Feature importance. The impact of the features on the model output is expressed as the average of the absolute SHAP value. The larger the value, the more important is the feature for predicting stroke surgical intervention. SHAP SHapley Additive exPlanation.

The prehospital stroke scales that have been published to date have enabled the diagnosis of LVO with high accuracy and stroke subtypes. However, in all of the scales, stroke-specific survey items were important, such as conjugate deviation and hemispatial neglect25,26,27. As noted above, these items were not included in the key variables in this scale, suggesting that its usefulness could be maintained even when these items were missing, such as in cases in which stroke was not suspected.

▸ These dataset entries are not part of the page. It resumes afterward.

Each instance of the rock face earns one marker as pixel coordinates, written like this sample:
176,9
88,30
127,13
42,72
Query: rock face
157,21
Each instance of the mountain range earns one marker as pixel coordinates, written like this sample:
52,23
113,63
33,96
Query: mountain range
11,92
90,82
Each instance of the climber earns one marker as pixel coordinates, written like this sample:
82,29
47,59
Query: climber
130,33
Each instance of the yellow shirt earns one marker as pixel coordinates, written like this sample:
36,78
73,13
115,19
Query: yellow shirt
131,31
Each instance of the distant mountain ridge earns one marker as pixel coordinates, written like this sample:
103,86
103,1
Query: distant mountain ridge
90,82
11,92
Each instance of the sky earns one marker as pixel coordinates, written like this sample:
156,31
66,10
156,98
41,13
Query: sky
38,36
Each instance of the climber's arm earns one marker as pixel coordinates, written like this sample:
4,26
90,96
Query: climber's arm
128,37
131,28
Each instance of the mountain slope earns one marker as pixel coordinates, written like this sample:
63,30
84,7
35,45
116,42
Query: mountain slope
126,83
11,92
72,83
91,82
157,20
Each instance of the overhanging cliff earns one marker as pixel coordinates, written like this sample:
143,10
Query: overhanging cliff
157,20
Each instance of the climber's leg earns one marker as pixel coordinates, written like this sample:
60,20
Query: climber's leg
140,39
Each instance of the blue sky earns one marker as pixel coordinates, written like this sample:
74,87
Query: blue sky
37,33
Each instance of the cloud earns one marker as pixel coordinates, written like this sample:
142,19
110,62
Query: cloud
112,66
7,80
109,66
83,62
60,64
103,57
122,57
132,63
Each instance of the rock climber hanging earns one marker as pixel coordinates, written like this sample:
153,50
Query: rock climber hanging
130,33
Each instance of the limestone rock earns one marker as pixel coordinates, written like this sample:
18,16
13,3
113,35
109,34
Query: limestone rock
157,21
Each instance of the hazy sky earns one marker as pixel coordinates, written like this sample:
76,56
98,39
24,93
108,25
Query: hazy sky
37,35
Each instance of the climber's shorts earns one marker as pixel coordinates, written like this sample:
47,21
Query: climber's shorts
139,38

The novel prehospital scale developed in this study can predict the need for surgical intervention across all stroke diseases. In comparison, the Shonan Prehospital Scale (SPSS) is a score used at the municipal level to predict surgical intervention. The SPSS evaluates severe headache, impaired consciousness (JCS ≥ 10), and local symptoms (hemiplegia, facial paralysis, or abnormal speech), scoring 1 point if the onset is severe and 2 points if it is sudden onset. Comparative validation of the two models using the present data revealed that the newly developed model was superior to the other with an AUROC of 0.652 (sensitivity 0.880, specificity 0.425) (Table S5).

The patient information system utilized in the Smart119 project stores patient data gathered by EMS personnel via tablets. The interface of the system is equipped with an application that enables prehospital stroke diagnosis. We believe that the inclusion of this program into the existing system would reduce the time required for hospital selection and contribute to prompt and appropriate emergency transport.

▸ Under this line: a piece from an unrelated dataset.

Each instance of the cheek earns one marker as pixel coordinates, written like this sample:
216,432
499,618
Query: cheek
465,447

This study has some limitations. First, the decision to initiate therapeutic intervention was made by the neurosurgeons at each participating hospital, which may have introduced variability across institutions. Second, although this was a multicentre study, the study was limited to a single metropolitan area in Japan. Hence, it is crucial to validate the algorithm’s high predictive value in other regions with distinct characteristics to increase its applicability across Japan. Fortunately, the medical region where this study was conducted (Chiba Prefecture) comprises diverse types of medical organizations, including urban type with multiple hospitals, independent type with one hospital as the main hospital, and depopulated type with no central hospital. The algorithm will be expanded to Chiba Prefecture as a whole and will be demonstrated in the future.

In conclusion, our algorithm serves as a prehospital stroke scale that can be easily completed by EMS personnel to predict the need for surgical intervention in patients with stroke. We firmly believe that our machine-learning-based scale holds significant value as predicting stroke intervention is important in determining a suitable transport destination considering their medical care system.

Methods

Study design and patient population

From September 2019 to January 2022, we conducted a study of patients who were transported by EMS for suspected stroke. The destination hospitals included all 12 medical institutions within the secondary care area that were equipped to transport stroke patients. We developed a surgical intervention prediction scale by retrospectively examining 1143 patients whose diagnosis and treatment plan could be ascertained at the transport site.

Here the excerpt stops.